TITOLO ORIGINALE: Tout s'est bien passé
USCITA ITALIA: 13 gennaio 2022
USCITA FRANCIA: 21 settembre 2021
REGIA: François Ozon
SCENEGGIATURA: François Ozon
GENERE: drammatico
A partire dal romanzo autobiografico dell'amica e collaboratrice Emmanuèle Bernheim - purtroppo venuta a mancare qualche anno fa per un cancro ai polmoni -, il regista francese François Ozon ci mette di fronte alla vecchiaia, alla demenza, al tramonto della vita, alla morte o, meglio, alla scelta - arbitraria e ostinata - di farla finita.
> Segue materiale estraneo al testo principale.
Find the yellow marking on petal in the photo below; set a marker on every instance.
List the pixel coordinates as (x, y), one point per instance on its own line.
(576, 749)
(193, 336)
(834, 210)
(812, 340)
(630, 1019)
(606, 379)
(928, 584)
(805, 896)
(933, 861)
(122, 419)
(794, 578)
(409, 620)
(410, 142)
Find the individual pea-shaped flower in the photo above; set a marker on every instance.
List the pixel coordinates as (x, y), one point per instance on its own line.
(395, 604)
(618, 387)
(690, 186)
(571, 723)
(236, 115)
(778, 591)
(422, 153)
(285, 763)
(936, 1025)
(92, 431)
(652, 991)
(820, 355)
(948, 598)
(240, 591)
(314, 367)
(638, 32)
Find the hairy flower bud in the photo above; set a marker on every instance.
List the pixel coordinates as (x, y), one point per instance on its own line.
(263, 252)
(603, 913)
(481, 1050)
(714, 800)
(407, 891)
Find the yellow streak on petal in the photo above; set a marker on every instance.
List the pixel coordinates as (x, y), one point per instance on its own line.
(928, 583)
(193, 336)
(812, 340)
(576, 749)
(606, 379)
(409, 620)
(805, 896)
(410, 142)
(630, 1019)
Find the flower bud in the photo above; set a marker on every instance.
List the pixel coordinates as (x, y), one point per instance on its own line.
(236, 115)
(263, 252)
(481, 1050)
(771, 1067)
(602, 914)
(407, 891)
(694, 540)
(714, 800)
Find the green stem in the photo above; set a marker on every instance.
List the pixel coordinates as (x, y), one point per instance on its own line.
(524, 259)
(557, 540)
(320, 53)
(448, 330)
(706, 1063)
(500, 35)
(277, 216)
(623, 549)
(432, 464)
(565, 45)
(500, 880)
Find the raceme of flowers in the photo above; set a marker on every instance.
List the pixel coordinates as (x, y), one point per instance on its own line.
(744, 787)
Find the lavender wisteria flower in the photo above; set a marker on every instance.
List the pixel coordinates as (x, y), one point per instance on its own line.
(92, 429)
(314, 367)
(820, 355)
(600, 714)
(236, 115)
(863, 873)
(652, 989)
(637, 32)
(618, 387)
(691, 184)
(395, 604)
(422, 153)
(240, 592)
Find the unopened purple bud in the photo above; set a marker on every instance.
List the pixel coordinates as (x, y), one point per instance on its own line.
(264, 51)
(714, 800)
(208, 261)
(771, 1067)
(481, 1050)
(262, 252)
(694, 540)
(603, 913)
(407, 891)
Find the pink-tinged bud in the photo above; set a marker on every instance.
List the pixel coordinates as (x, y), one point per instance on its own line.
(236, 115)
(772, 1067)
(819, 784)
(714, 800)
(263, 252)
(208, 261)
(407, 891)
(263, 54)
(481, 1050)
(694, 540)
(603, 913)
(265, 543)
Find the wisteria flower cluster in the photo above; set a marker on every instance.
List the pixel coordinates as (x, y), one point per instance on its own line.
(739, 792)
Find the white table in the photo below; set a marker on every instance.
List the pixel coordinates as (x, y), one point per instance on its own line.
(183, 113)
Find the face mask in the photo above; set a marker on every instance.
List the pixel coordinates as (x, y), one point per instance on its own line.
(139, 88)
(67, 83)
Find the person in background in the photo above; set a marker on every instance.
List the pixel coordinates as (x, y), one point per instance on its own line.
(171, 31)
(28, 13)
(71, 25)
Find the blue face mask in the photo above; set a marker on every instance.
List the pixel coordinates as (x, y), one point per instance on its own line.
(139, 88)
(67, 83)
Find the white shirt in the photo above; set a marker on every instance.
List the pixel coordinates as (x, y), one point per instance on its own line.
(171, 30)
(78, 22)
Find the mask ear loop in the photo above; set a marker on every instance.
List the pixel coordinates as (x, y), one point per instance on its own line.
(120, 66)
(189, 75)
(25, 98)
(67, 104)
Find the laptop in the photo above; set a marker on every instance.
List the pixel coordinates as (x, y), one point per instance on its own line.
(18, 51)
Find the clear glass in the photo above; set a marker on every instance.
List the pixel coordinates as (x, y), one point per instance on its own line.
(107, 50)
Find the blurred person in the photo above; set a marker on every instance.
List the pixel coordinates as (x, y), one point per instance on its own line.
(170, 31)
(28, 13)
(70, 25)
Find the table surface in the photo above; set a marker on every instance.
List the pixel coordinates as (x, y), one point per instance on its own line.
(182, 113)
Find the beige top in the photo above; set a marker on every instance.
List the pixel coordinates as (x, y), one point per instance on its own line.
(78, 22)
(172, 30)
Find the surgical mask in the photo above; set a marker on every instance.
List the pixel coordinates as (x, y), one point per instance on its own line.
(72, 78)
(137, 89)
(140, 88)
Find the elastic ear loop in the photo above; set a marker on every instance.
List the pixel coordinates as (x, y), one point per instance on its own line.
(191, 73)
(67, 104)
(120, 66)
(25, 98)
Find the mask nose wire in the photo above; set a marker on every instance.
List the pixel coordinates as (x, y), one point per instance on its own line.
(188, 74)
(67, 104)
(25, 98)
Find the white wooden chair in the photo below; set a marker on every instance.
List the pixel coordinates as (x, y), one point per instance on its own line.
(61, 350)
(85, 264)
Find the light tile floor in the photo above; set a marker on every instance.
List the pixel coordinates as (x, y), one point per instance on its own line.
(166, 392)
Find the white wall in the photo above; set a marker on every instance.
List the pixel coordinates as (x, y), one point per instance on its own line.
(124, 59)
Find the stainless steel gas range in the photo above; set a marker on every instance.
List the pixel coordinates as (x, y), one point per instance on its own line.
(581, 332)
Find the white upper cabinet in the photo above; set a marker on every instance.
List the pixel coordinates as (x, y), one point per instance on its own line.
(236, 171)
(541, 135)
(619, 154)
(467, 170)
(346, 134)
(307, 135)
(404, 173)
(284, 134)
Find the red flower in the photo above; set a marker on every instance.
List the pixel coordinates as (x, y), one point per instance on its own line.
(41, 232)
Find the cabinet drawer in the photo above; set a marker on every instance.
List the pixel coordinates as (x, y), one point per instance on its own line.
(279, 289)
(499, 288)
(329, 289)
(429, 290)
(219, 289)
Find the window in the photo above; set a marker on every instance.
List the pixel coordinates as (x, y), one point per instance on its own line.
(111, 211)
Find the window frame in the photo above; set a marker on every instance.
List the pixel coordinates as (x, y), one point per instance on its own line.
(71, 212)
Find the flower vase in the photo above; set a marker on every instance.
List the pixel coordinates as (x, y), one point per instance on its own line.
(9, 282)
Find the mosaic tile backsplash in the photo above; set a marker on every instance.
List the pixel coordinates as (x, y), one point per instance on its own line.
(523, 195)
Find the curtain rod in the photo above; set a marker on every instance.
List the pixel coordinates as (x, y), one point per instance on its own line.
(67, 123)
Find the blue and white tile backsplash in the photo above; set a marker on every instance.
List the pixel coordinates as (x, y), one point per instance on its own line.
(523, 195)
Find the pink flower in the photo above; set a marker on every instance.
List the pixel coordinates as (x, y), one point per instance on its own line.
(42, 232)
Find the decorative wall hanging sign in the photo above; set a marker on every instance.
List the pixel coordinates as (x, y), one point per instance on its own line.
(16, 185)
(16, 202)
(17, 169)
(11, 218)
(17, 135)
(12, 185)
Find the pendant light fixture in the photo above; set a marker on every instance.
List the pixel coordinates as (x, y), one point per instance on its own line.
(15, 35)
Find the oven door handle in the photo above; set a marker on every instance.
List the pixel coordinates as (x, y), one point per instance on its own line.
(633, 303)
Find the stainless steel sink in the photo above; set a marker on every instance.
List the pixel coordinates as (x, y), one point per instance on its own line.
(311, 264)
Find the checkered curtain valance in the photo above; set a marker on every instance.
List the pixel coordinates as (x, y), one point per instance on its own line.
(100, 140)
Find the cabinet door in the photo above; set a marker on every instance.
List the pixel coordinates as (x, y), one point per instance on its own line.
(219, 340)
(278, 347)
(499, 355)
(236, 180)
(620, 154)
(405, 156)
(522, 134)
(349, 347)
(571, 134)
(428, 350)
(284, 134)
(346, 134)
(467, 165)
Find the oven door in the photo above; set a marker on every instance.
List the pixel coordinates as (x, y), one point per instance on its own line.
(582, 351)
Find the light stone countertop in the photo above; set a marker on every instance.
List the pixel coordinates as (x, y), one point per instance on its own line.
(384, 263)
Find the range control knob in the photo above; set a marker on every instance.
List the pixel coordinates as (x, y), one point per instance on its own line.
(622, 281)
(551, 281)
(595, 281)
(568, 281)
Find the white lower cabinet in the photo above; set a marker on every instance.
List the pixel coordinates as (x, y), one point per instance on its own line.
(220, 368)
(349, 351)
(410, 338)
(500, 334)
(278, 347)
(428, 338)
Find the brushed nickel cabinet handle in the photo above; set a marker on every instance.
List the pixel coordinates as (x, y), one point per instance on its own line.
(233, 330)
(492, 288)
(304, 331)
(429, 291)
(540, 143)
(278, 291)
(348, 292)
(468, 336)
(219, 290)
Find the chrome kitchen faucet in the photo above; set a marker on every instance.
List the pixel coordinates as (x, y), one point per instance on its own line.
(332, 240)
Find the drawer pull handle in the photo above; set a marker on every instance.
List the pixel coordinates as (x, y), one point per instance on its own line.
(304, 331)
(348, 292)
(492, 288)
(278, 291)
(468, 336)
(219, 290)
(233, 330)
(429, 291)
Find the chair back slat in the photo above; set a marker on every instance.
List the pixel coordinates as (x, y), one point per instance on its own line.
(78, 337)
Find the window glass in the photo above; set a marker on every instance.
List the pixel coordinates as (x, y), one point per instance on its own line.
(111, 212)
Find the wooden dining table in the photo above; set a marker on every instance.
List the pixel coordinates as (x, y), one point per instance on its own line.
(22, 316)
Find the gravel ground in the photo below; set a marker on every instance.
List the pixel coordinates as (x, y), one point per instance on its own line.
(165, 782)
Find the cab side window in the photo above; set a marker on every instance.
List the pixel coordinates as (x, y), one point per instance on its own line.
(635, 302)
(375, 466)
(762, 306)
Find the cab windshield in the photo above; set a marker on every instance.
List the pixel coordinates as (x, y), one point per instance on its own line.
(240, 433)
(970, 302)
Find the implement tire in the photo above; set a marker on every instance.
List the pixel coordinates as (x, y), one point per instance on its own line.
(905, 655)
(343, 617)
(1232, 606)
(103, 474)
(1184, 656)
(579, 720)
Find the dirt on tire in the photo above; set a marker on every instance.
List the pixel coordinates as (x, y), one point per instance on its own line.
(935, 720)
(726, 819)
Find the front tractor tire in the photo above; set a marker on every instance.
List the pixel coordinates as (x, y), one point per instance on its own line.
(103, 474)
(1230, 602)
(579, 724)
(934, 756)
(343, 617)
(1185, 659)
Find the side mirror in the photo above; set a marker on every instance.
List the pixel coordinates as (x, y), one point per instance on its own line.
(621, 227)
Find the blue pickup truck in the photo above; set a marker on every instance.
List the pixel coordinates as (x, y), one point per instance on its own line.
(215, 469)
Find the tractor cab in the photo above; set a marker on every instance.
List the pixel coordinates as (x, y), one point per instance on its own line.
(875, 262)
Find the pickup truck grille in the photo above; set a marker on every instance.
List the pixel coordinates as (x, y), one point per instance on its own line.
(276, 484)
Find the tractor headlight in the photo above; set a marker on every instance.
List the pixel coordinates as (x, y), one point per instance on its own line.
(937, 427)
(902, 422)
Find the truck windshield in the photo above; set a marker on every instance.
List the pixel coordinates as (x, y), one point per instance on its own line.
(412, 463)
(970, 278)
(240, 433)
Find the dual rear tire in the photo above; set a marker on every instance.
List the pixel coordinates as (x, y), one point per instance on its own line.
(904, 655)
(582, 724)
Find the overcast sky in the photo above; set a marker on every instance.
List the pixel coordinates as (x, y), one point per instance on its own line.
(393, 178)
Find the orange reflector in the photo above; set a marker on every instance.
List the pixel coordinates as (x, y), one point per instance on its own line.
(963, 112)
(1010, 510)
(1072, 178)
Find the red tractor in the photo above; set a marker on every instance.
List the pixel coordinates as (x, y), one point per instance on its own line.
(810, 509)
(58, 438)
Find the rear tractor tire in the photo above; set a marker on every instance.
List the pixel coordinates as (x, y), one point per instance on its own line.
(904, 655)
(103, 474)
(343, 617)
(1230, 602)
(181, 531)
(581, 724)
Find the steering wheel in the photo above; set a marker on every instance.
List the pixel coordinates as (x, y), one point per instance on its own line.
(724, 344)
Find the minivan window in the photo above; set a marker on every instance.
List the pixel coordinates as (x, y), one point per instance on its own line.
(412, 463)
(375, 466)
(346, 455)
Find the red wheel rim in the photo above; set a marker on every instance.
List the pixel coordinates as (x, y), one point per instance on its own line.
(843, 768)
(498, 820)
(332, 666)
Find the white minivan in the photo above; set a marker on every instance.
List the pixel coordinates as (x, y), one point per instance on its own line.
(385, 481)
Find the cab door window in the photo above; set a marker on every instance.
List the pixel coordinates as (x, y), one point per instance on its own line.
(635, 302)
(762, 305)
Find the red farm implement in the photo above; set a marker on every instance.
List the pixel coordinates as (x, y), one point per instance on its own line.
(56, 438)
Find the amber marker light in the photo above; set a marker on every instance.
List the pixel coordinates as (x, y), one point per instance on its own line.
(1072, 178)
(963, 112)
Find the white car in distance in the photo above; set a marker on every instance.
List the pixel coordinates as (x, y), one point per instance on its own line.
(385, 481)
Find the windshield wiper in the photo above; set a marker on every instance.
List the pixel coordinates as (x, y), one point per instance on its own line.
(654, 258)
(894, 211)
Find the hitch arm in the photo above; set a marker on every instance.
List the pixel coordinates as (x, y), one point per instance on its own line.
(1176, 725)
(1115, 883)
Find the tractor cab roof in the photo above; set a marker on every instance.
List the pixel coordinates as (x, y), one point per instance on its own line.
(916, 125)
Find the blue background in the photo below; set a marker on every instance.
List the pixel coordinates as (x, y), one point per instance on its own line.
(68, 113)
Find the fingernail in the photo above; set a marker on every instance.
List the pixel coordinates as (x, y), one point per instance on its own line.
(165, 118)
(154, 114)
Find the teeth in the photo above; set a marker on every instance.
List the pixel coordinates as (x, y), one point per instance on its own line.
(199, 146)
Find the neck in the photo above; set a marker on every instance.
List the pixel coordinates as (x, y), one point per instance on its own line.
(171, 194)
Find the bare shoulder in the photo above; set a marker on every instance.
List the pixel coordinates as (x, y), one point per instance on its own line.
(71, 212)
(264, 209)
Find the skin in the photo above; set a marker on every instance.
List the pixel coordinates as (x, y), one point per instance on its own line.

E lo fa nel segno di un lutto che non è però sinonimo di pietà e compatimento, ma anche di quel sempiterno ed insopprimibile desiderio di reinventare i tratti caratterizzanti la propria poetica, i propri totem cinematografici e la propria impronta stilistica in storie simili per quanto diametralmente diverse. Una magnifica e graffiante Sophie Marceau è protagonista di un dramma familiare che, a differenza di quello che si potrebbe pensare, trova la propria forza nel modo in cui riesce a bilanciare, in modo a dir poco miracoloso, il lato più risibile e quello più tragico di un tema e di una dramma come l’eutanasia.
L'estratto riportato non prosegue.